9 As to this, I would say that the bond was for costs rightly payable to Mr Silvia, not costs which he might have to pay some other party, and secondly, that the judgment was not at all clear as to what was meant by the word "defendant".
10 Mr Fisher then says that ordinarily the costs of proving a debt must be borne by the creditor in question, though the costs of a successful appeal against a liquidator's decision to reject a proof are usually paid out of the assets of the company and not by the liquidator personally unless it is expressly so ordered and the same should apply to an administration. He cites McPherson on Company Liquidation 4th ed (LBC, 1999) at 573 and cases there cited.
11 Corporations Regulation 5.6.51 provides (as the law was previously) that a creditor must bear the cost of proving his or her debt or claim unless the Court otherwise orders. The Regulations do not deal with costs on appeal against rejection of a proof of debt.
12 The passage in McPherson is based on Re National Wholemeal Bread & Biscuit Co [1892] 2 Ch 457 which merely applied the then rule in bankruptcy. There has been very little since. However, in Re Rural & Veterinary Requisites Pty Ltd (in liq) (1978) 3 ACLR 597, W B Campbell J in the Supreme Court of Queensland allowed an appeal against a proof of debt and at 603 held that the liquidators did not act unreasonably in contesting the claims. However, he ordered at that page that the proofs of debt be admitted in full, the liquidators pay the costs of the applicants of and incidental to the summonses, but that the liquidators were entitled to their costs including costs payable to the applicants out of the assets of the company.
13 This practice appears to me to accord fairly precisely with the way in which this Court approached the problem in another connection in Cresvale.
14 I have looked at the position with respect to personal bankruptcies. Whilst in England the traditional rule referred to in the National Biscuit case has continued, in Australia what is now s 105 of the Bankruptcy Act 1966 (Cth) (and before the 1966 Act a similar provision was contained in the Bankruptcy Rules) means that there is a statutory prohibition against making the Trustee pay the costs so that all that can be done is order that the successful applicant get his costs out of the bankrupt estate unless there has been misconduct on behalf of the Trustee; see eg Re Turner; Ex parte Curtin (1941) 12 ABC 1.

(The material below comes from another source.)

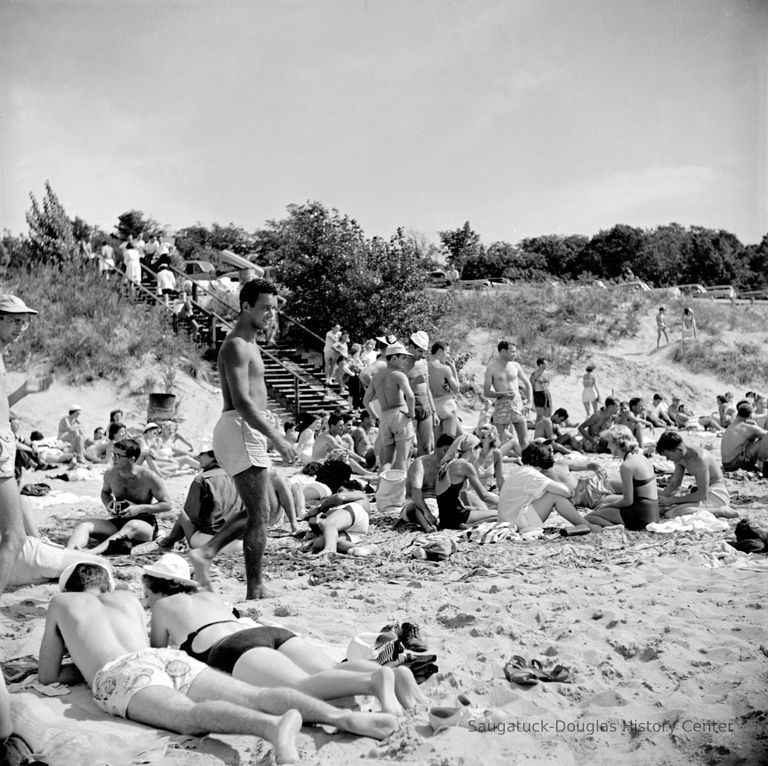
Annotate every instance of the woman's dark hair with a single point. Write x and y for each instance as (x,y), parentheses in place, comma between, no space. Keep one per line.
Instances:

15 Accordingly the orders should be as follows:
The Court declares:
1. That the judgment obtained by the first defendant in District Court proceedings No 4868 of 2003 in the sum of $183,493.64 is extinguished.
The Court orders:
2. That the administrator admit the plaintiff's claim in the sum of $78,459.65.
3. That the first defendant consent with the plaintiff to discharge the judgment in District Court proceedings No 4868 of 2003.
4. That the defendants be restrained pending discharge of the District Court judgment from taking any steps to enforce that judgment.
5. That the defendants pay the plaintiff's costs of the proceedings.
6. That the second defendant be at liberty to receive his costs including any costs paid to the plaintiff under order 5 out of the assets of the first defendant.
*******************7. Liberty to apply.